No Coverage for Claim Filed after Cancellation of Claims-Made Policy
In an unreported decision, an Ohio appellate court, applying Ohio law, has held that a claims-made professional liability policy did not afford coverage for a claim that was filed after the policyholder cancelled the policy and received a pro-rated premium refund. Dial v. Ostrander, et al., 2003 WL 22227987 (Ohio Ct. App. Sept. 23, 2003).
The Insurer issued a claims-made professional liability policy that provided coverage to the policyholder company and a psychologist employed by the company. The policy period at inception was June 28, 2001 to June 28, 2002. On March 29, 2002, however, the company cancelled the policy, the parties added an endorsement to the policy that cancelled the policy effective March 29, 2002, and the insurer issued a prorated premium refund. Subsequently, on May 17, 2002, a lawsuit was filed against the psychologist. The insurer denied coverage and litigation ensued.

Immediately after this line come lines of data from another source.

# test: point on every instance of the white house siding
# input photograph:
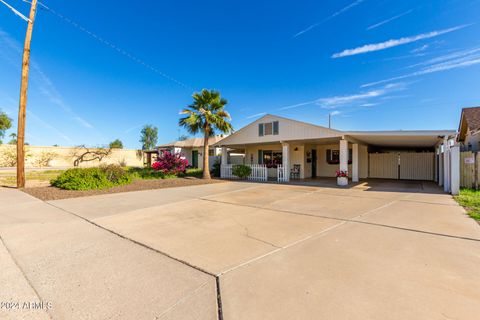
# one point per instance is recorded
(288, 130)
(325, 169)
(472, 142)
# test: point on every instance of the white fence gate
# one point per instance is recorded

The Ohio appellate court ruled in favor of the insurer, holding that the policy unambiguously precluded coverage. In doing so, the court rejected the argument that the policy was ambiguous because the claim was made within the stated policy period when the policy was issued, and the policy did not provide that the policy period would change in the event of cancellation. The court reasoned that such an interpretation was unreasonable because the primary purpose of an insurance contract is to afford coverage in return for compensation. Consequently, since the policyholder had cancelled the policy and the insurer had issued a prorated premium refund, the insurer had no obligation to cover a claim made after the date of cancellation. The court also held that even though the insurer had received notice of the claim within the extended reporting period, the policy did not afford coverage because the claim had been made outside of the policy period.